Je me rends compte, à l’instant où j’écris ces lignes, que j’ai peu parlé du monde tel que je le rêve. J’en suis sans doute incapable finalement, au-delà de l’énoncé de principes et d’intentions. Et puis, un monde, cela ne se construit pas seul, surtout quand on aspire à un monde d’équité, de justice, d’harmonie entre les personnes, d’équilibre entre les pouvoirs, un monde pacifié où les atteintes aux humains et à leur environnement ne sont plus la règle de fonctionnement, un monde où consommer, produire, posséder ne sont pas une fin en soi, un monde de liberté et de partage des savoirs, un monde où l’intelligence, la connaissance, la culture, les arts nous donnent chaque instant le désir d’être vivants.
Un autre monde.
Je ne peux guère en dire plus sur l’objectif à atteindre. Je me sens plus sûre d’évoquer la méthode, celle qui vise à adopter des comportements protestataires visant à mettre des grains de sable dans les rouages bien huilés de l’ordre bourgeois, hétérosexiste et raciste. Peut-être est-il illusoire de considérer que la bonne méthode conduira au résultat voulu ? À l’échelle individuelle, je sais que cela fonctionne. Je sais aussi que ce n’est pas facile et que le seul moteur qui vaille est le fait de croire en l’action politique que l’on mène, croire en sa justesse, croire en sa capacité à changer le monde, croire en sa faculté de nous faire du bien.

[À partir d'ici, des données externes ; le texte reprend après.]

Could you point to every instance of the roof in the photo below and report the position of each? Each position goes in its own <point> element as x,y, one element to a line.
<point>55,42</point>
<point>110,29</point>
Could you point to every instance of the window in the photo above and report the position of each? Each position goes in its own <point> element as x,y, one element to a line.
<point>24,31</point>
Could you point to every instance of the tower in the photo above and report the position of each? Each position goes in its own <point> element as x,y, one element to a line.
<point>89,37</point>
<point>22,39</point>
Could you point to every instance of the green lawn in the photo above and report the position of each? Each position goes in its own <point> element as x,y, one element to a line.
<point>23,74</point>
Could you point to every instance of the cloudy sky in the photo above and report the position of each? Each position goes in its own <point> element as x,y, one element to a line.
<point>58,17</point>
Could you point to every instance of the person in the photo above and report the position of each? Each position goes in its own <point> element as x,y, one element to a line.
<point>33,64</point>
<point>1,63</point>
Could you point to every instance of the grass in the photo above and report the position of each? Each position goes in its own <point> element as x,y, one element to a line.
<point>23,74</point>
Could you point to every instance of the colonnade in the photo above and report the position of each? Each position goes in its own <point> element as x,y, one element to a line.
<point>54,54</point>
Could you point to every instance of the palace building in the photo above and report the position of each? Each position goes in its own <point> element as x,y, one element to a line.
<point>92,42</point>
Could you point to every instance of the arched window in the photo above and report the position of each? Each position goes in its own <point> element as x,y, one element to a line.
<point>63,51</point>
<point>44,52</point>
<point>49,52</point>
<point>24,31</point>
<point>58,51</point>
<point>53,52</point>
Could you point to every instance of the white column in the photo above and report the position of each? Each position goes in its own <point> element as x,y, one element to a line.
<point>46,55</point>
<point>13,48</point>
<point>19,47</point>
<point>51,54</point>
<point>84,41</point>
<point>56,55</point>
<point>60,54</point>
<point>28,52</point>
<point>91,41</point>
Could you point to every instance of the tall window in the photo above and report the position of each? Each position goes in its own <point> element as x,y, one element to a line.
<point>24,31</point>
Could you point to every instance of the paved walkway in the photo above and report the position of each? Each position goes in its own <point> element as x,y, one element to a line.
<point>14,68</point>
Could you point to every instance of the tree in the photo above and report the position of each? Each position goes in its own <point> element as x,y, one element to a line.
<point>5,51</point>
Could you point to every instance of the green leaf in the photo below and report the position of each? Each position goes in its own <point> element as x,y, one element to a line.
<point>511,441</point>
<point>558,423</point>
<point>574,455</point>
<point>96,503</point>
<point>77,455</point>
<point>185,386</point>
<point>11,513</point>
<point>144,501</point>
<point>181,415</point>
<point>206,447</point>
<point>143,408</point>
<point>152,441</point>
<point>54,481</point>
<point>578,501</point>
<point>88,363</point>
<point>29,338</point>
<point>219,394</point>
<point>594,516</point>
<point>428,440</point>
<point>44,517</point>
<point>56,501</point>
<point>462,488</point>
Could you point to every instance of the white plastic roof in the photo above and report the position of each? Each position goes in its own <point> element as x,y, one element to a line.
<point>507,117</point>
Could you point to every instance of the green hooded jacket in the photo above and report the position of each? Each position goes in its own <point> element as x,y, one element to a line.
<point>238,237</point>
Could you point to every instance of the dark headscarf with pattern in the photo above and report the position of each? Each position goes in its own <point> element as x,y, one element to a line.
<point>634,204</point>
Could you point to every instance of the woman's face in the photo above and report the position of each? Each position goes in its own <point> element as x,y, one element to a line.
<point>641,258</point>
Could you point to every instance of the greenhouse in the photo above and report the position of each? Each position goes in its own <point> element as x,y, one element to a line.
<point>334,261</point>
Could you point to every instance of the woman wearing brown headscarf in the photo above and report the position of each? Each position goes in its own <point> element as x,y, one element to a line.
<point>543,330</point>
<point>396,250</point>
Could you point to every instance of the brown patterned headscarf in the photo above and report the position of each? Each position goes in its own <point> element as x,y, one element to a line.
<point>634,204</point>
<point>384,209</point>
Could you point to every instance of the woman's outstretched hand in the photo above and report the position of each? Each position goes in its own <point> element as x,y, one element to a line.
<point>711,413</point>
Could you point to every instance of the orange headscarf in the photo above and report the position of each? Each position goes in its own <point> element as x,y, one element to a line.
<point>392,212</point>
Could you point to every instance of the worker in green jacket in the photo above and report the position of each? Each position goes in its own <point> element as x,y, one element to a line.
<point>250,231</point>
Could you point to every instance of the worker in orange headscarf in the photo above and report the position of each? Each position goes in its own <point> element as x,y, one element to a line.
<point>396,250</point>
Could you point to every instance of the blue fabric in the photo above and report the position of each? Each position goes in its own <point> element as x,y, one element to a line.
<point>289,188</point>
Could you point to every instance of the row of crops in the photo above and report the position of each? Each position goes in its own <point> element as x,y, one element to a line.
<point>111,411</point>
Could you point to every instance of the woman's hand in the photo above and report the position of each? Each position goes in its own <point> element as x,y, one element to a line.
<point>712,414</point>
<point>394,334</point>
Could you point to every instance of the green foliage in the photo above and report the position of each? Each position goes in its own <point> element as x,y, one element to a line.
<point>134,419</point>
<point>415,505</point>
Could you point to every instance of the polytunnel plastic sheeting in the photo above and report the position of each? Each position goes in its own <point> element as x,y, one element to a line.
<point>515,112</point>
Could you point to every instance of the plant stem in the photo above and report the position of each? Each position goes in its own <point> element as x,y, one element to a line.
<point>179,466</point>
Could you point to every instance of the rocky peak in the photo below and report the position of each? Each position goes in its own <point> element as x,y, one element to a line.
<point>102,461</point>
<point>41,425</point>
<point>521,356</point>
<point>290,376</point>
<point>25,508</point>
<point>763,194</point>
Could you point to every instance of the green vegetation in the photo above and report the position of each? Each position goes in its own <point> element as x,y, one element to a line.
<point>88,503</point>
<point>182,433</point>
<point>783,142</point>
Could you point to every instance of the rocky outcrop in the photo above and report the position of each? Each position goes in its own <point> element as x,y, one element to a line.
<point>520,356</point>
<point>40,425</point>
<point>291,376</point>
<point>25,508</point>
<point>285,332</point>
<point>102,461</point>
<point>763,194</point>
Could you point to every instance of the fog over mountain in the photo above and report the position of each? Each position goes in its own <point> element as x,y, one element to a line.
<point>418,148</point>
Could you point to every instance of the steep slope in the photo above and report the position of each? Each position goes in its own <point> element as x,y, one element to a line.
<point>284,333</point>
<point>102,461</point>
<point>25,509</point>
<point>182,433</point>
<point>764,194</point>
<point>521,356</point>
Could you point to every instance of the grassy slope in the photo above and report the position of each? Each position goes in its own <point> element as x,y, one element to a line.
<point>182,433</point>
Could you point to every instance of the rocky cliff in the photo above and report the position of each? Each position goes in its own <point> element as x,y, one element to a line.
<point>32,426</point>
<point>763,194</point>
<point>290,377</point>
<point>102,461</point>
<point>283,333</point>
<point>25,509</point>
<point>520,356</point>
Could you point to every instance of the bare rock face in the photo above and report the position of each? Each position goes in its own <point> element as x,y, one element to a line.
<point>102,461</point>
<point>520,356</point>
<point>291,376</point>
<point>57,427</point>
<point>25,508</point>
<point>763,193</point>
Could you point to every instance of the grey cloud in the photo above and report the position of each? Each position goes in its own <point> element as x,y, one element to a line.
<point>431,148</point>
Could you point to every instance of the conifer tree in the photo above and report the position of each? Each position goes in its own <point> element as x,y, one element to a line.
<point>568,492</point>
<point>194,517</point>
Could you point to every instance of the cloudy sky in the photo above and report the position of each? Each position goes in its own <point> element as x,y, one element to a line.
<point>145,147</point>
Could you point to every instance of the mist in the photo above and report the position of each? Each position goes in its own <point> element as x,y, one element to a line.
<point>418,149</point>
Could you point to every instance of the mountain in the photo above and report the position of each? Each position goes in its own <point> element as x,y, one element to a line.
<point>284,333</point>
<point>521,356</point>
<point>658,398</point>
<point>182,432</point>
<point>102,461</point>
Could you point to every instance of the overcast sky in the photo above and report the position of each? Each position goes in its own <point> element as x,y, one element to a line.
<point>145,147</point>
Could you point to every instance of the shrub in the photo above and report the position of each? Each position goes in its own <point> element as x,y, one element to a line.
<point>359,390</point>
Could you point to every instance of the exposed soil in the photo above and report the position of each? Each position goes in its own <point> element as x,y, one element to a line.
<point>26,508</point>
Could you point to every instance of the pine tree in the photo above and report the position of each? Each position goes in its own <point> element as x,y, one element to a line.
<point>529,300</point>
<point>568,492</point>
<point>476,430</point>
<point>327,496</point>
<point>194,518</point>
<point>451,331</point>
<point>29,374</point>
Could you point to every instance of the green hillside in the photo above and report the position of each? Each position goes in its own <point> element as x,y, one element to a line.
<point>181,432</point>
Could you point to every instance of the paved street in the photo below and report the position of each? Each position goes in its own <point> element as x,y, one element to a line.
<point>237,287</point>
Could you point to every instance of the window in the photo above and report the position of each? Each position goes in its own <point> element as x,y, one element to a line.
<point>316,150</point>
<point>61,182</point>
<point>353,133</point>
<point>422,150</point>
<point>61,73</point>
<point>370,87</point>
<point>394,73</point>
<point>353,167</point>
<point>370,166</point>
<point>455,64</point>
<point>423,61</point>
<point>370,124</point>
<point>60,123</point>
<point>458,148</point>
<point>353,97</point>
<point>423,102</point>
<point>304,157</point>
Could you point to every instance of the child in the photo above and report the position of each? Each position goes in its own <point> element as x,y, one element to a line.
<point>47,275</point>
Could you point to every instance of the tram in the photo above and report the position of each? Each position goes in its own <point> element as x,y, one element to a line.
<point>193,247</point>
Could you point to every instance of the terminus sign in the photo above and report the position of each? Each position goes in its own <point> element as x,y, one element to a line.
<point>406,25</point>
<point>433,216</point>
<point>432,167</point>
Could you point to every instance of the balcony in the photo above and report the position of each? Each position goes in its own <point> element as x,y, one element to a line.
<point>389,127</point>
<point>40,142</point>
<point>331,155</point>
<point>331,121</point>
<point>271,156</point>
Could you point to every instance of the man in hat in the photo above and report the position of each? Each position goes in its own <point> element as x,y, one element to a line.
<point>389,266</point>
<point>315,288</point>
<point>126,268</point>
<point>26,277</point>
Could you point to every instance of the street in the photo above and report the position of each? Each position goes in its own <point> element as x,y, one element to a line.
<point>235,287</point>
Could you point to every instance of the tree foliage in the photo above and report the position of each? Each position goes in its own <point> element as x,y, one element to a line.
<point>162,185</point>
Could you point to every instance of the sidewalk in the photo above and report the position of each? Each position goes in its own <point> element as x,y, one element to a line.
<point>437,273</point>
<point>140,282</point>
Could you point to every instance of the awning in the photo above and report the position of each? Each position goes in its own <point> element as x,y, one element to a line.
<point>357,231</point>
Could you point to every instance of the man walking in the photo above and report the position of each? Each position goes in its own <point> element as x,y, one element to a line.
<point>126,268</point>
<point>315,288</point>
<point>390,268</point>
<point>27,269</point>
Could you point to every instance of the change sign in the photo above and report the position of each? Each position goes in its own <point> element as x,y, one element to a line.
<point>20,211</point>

Croire, c’est en avoir le désir, choisir de nous faire du bien.
J’ai peut-être une conception trop idéaliste du genre humain mais je reste convaincue qu’à partir du moment où l’on agit pour soi et pour les autres avec la liberté, le partage, la non-violence et le respect de chacun en ligne de mire, on ne peut pas produire un système politique totalitaire, autoritaire, liberticide, sclérosant. Et même si je me trompe, agir ainsi pour soi-même a au moins le mérite de donner un sens à sa vie. N’est-ce pas l’essentiel ? Donner un sens à sa vie. Il paraît que cela peut rendre heureux. Quelle jolie promesse !


[1L’Assemblée générale des Nations unies adopte le 10 décembre 1948 à Paris au palais de Chaillot la Déclaration universelle des droits de l’Homme (DUDH). Jolie date anniversaire pour conclure ces Fragments.